O homem medieval acreditava na honra de Deus e em divertir-se e pouco lhe importava as coisas deste mundo, parafraseando o poeta (e sacerdote) William Dunbar, “el Caucer de Escocia”. Se bem que o homem medieval era amante dos festins, das celebrações, das cores alegres e dos torneios, também acreditava no serviço, o trabalho e o comércio eram honrosos; que o intento de superar-se como pessoa e o progresso eram possíveis e que Deus havia criado um mundo que cada ser humano podia entender através da razão, para que todo agricultor comum e corrente – sem ter em conta sua posição de subordinação a seu senhor feudal – pudesse encontrar caminhos para melhorar suas técnicas agrícolas, lograr melhoras que o beneficiassem, o mesmo que a seu senhor, porque cada homem tinha direito de receber a parte que lhe correspondia de seu trabalho. Ele era, como o somos nós, um homem ocidental, com tudo o que isso supõe. Como o expressou o popular erudito medieval – o Bispo Morris – ainda hoje (ou em 1958, quando escrevia): “Um agricultor das terras altas da Macedônia, um pastor das montanhas do Auvergne, leva uma vida mais medieval que o homem moderno.

Um pioneiro americano do século passado, que saía com um carro de bois, um machado, um arado e uma pá para abrir espaço para um sítio no meio do bosque, estava mais próximo da Idade Média que dos tempos modernos. Se auto-abastecia, curava-se a si mesmo e a sua família com ervas, cultivava seu próprio alimento, moía seus próprios grãos, fazia trocas com mercadores estranhos, divertia-se em ocasionais bailes festejados em celeiros parecidos aos bailes em ronda medievais”. O pioneiro norte-americano o camponês medieval eram nós e nós éramos eles e nenhum dos dois é muçulmano. E para alguns de nós, a idéia de conversar com um homem da Idade Média (ou da fronteira norte-americana) é uma perspectiva muito mais interessante que a idéia de conversar com um jovem de vinte e tantos anos que envia mensagens de textos atrelados a um iPod, cuja vida transcorre no que acertadamente se chama de “biogosfera”.

O mito de uma Idade Média bárbara é parte da ignorância de nossa época. No princípio, os protestantes propuseram o mito, os laicos o têm fomentado: hoje os fatos o desmentem. De modo que saiamos blandindo nossas lanças como os cavaleiros medievais para acabar com cinco dos principais mitos relacionados com a Idade Média.

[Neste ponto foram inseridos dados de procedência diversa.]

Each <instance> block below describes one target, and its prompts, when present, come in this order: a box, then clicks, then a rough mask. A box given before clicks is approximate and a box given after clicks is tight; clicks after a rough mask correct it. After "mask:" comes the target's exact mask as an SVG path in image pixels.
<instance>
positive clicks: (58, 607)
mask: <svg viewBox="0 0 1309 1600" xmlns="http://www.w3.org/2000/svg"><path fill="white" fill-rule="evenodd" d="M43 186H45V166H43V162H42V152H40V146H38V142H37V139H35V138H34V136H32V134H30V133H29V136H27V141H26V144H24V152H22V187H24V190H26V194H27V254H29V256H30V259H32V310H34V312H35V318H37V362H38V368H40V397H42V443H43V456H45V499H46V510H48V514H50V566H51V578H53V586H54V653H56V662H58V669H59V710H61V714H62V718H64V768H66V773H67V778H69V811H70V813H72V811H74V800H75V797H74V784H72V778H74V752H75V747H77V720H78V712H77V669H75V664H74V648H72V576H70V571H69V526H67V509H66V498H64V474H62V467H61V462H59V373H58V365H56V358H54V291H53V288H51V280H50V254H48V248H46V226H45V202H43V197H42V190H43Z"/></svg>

 Primeiro mito – O Cristianismo medieval era bárbaro enquanto que o Islã era refinado

Dado que estamos falando dos muçulmanos, comecemos com o mito de que na Idade Média o cristianismo era bárbaro, enquanto que o Islã era refinado. Eis aqui uma prova simples: Alguma vez tem escutado e desfrutado os cantos gregorianos? Com um pouco de sorte, aí não há ficado a coisa; na realidade temos escutado a obra de compositores medievais executada em instrumentos da época.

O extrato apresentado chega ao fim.